Deep-water Reservoirs:
Lessons Learned from Exploration and
Production
By Rod Sloan
What
can we learn about deep-water reservoirs
from fields currently in production?
In frontier and immature deep-water provinces,
where well data are scarce, seismic coverage
is patchy and risks are high, explorationists
are increasingly turning to analogue
provinces and fields for guidance in
predicting trap configuration, reservoir
character and production performance.
Development strategies can also benefit
from the experiences - and mistakes -
of other operators in deep-water fields.
Such an empirical approach has been adopted
by C&C Reservoirs Ltd in an ongoing
global review of the exploration and
development characteristics of nearly
100 deep-water fields. Here, 'deep-water'
denotes the environment of reservoir
deposition rather than the bathymetry
of the present-day field location.
The
studied fields have a wide geographic
distribution, with 40 from North America,
34 from the UK and Europe, 10 each from
Latin America and Africa and three from
the Far East. A total of 30 different
basins are covered that are grouped into
three main types: passive-margin basins
(e.g., Gulf of Mexico, Campos and Lower
Congo basins), transform-margin basins
(e.g., Los Angeles, Bredasdorp and Sabah
basins), and intracontinental basins
(e.g., Central North Sea, Gulf of Suez
and Carnarvon basins). By comparing the
key characteristics of deep-water fields
in these three basin types, important
exploration and development lessons can
be learned that can be applied to prospects
and new discoveries.
Focusing
initially on deep-water fields in passive-margin
basins, recurring patterns of trapping
and reservoir architectural styles are
recognized. Overwhelmingly, passive-margin
fields are contained in combination structural-stratigraphic
traps, with 80% showing some element
of stratigraphic closure, principally
depositional pinch-out, which generally
tends to diminish in importance upslope
with increasing structuration and sand
occurrence. Basinwide mobile substrate
(salt or shale) thickness controls regional
deformation style, the likelihood of
structural trapping and reservoir distribution.

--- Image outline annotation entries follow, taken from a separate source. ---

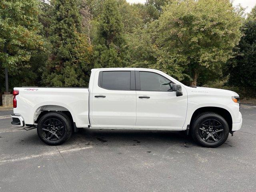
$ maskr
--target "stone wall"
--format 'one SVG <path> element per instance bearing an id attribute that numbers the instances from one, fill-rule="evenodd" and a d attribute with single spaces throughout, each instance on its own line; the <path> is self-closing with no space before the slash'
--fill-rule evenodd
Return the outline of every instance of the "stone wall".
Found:
<path id="1" fill-rule="evenodd" d="M 2 95 L 3 107 L 10 107 L 12 106 L 12 94 Z"/>

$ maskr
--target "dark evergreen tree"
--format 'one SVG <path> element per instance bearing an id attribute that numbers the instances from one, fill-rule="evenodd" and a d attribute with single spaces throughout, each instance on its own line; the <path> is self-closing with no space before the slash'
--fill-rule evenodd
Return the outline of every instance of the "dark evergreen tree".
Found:
<path id="1" fill-rule="evenodd" d="M 94 40 L 95 68 L 124 66 L 123 27 L 116 0 L 106 0 Z"/>
<path id="2" fill-rule="evenodd" d="M 256 93 L 256 19 L 249 18 L 242 30 L 242 36 L 236 50 L 238 54 L 228 62 L 228 84 L 246 91 L 246 95 Z M 247 93 L 247 94 L 246 94 Z"/>
<path id="3" fill-rule="evenodd" d="M 77 1 L 57 0 L 54 6 L 50 32 L 52 54 L 44 69 L 43 82 L 55 86 L 86 86 L 91 68 L 92 48 L 87 36 L 80 33 Z"/>

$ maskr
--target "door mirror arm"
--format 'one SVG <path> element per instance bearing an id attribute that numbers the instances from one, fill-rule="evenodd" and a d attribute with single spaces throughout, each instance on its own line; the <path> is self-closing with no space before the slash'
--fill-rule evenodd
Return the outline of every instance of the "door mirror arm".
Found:
<path id="1" fill-rule="evenodd" d="M 180 85 L 178 84 L 173 84 L 172 85 L 172 91 L 176 92 L 176 96 L 182 96 L 183 95 L 183 93 L 182 91 L 182 88 Z"/>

Among the studied fields, six principal
deep-water reservoir types are recognized,
whose abundance varies across the continental
slope: (1) channel-dominated reservoirs,
which are commonest on the middle slope;
(2) sheet-dominated reservoirs - middle-lower
slope; (3) leveed-channel reservoirs
- upper slope; (4) canyon-fill reservoirs
- upper slope-shelf; (5) debrite reservoirs
- upper slope; and (6) contourite reservoirs
- lower slope-abyssal plain.
The
studied fields indicate that development
strategies and recovery efficiencies
in deep-water reservoirs are controlled
primarily by hydrocarbon type, sand-body
connectivity, reservoir permeability
and natural drive mechanism. The presence
of strong aquifer drive in conventional-oil
fields leads to higher recoveries and
may obviate the need for water injection
facilities that are extremely costly
in deep-water locations. Deep-water reservoirs
with solution-gas drives and those with
primary gas caps yield lower ultimate
recoveries. Aquifer drive tends to be
weak where individual sand volumes are
small, faulting is intense and/or reservoirs
are, or have been, deeply buried. The
high porosities (commonly >25%) of
most deep-water reservoirs, particularly
in passive-margin basins, yield high
well potentials, but control of production
of these poorly consolidated sands is
often key to optimizing well recoveries,
especially where oils are viscous. Although
few extended-reach horizontal wells have
so far been drilled, there is no technological
barrier to their drilling in ultra-deep
waters and they are likely to prove essential
for maximizing recovery from variably
interconnected deep-water reservoirs.